Du respect de la concurrence à l’évangélisme et de l’évangélisme à l’impérialisme

Par Daniel Soulez Larivière le 16 Mai 2018

La grande peur des entreprises européennes qui exercent en Iran s’explique par le principe de l’extraterritorialité de la justice américaine, utilisé par le Foreign Corruption Practice Act dès 1977. Celui-ci vise à établir l’égalité entre entreprises américaines et étrangères en sanctionnant ces dernières lorsqu’elles sont convaincues ou accusées de corruption.

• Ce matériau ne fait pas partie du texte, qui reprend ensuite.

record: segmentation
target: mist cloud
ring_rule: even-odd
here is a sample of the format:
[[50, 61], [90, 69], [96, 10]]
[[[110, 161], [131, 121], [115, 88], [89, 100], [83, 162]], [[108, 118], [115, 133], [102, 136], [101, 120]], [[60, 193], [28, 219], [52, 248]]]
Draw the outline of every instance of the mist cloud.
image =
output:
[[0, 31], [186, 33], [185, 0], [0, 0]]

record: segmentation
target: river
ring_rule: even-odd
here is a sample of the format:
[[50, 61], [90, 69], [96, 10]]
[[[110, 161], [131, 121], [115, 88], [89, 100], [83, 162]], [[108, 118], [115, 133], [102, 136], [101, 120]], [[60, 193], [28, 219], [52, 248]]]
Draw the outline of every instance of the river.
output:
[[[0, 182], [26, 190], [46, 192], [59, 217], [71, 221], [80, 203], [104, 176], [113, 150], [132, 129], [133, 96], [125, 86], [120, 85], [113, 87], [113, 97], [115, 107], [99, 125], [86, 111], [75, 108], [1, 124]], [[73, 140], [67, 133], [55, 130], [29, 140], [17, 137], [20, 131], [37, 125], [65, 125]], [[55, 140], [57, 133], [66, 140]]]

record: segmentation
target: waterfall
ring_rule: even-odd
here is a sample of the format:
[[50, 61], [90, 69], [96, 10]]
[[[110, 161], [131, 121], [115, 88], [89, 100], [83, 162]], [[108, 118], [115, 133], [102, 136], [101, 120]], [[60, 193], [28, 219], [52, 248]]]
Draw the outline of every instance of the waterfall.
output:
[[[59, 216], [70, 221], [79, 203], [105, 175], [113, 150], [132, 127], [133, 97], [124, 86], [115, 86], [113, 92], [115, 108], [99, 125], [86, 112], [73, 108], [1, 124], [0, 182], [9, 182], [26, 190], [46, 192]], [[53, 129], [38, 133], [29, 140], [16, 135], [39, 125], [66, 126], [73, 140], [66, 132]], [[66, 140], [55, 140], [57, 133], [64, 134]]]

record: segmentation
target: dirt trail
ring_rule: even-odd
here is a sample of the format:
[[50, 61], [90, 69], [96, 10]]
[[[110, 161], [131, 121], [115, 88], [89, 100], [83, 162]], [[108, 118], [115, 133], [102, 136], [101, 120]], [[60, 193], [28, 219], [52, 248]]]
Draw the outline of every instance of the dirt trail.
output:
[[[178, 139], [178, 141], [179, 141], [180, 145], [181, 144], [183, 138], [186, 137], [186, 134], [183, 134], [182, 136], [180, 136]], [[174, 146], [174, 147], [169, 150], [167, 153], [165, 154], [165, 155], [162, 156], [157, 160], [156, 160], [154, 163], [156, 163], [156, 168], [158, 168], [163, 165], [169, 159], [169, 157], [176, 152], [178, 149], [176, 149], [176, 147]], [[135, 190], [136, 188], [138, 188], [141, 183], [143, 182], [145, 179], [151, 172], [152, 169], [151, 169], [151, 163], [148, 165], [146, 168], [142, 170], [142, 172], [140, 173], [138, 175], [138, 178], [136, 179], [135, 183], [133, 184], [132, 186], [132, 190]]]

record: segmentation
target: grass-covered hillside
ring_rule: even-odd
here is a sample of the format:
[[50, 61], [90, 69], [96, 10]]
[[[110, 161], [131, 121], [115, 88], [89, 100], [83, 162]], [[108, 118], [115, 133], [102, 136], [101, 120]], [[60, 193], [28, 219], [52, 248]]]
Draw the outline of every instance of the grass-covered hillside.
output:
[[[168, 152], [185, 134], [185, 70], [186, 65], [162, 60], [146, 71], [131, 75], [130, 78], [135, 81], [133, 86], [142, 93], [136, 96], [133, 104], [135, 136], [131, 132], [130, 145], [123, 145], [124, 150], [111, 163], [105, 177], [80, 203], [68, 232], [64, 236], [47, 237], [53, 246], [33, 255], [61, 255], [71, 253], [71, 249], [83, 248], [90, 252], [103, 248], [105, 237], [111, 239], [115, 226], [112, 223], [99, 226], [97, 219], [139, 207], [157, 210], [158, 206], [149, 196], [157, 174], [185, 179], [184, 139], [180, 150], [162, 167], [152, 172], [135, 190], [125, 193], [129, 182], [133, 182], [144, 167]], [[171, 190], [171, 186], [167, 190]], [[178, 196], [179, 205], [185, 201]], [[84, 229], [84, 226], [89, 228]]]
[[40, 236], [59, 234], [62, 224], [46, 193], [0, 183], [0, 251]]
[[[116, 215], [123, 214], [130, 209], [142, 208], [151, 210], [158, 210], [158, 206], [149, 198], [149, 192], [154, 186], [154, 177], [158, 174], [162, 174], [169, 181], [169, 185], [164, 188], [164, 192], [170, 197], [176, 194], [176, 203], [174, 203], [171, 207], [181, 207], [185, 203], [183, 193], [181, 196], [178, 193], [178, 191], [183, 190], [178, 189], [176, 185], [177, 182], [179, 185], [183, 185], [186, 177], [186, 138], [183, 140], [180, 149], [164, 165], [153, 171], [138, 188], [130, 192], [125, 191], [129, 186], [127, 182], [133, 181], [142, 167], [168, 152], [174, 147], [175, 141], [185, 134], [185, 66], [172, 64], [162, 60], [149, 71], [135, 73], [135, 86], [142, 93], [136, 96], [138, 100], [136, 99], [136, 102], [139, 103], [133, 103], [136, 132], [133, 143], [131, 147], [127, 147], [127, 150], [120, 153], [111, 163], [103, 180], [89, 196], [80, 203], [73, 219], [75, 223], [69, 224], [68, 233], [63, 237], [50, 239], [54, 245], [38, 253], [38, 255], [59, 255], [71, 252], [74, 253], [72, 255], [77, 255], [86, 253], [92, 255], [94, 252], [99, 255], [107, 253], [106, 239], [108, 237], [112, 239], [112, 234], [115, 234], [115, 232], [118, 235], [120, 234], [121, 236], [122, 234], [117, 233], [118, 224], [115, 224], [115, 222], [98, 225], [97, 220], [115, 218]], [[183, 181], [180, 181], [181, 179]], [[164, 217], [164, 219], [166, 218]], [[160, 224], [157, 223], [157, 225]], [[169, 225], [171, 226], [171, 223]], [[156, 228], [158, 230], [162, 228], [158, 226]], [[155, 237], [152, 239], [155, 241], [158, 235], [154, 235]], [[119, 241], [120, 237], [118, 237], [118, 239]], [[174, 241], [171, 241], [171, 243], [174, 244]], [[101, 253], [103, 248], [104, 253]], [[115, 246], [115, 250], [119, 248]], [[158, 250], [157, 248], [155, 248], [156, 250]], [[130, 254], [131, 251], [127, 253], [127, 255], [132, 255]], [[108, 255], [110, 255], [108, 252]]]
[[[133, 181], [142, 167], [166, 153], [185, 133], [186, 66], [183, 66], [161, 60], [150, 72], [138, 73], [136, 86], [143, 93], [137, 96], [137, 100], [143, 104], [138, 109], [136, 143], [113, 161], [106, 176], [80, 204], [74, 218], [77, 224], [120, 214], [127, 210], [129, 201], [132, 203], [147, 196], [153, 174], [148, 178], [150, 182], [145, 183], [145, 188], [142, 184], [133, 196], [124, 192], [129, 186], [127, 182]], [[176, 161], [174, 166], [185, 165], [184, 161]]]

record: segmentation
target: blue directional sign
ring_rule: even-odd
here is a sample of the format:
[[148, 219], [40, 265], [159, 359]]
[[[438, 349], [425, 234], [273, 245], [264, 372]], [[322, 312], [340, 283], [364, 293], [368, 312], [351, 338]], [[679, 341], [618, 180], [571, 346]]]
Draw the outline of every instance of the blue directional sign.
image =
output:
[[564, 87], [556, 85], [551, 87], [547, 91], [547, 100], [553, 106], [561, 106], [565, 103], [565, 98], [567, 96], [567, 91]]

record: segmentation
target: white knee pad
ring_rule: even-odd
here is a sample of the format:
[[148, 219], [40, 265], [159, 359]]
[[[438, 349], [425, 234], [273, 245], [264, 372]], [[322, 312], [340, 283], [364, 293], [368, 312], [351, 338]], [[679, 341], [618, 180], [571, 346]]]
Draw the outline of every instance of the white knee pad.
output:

Et pour punir des entreprises qui ne sont pas des sujets de droit américain, quoi de plus simple que d’utiliser les compétences des juridictions américaines pour le monde entier. Un seul dollar dépensé dans une transaction donne compétence au juge américain.

Et faire respecter cette compétence est très simple. Et très facile dès lors qu’une entreprise étrangère, travaillant ou non aux États-Unis, est soupçonnée de pratiquer la corruption à l’étranger, elle se voit priée de collaborer avec le Department of Justice (DOJ). Si elle ne s’incline pas, et qu’elle travaille sur le territoire américain, elle risque de se voir sanctionnée préventivement et jugée aux États-Unis. Si elle se montre indifférente, le premier des membres de son personnel qui mettra sur le pied sur le territoire américain risque d’être poursuivi et emprisonné (affaire connue). Donc l’entreprise cède. La collaboration commence. Elle consiste, par une enquête interne faite par des avocats de l’entreprise et payée par elle-même, à fournir au DOJ des preuves de ses propres turpitudes. Si l’entreprise traîne les pieds, le dossier est renvoyé à la Cour. Dans le cas contraire, si elle collabore, les poursuites judiciaires sont suspendues avec la signature d’un Defense Prosecution Agreement (DPA) aux termes duquel elle paye une forte amende – jusqu’à plusieurs milliards de dollars. Après trois années de bonne conduite sous la direction d’un monitor, c’est-à-dire d’un tuteur choisi par le DOJ et lui rendant compte, si l’entreprise s’est suffisamment amendée, la procédure est close par décision de justice entérinant tout le processus. Le système peut se complèter par un plaider coupable (guilty plea) qui est plus cher (ce fut le cas de la BNP pour une question d’infraction aux sanctions américaines contre notamment le Soudan et Cuba). C’est ainsi que nombre d’entreprises européennes (Siemens, Alcatel, Technip, Total, Crédit agricole, Alsthom) sont passées à la caisse du DOJ qui, selon l’expression d’un avocat français, Me Bonifassi, n’est pas un centre de dépense (parce que ce sont les avocats de l’entreprise, payés par elle, qui font l’enquête), mais un centre de profit. On raconte que certains ouvrages publics de New York auraient vu leur construction achevée grâce aux recettes de ces poursuites.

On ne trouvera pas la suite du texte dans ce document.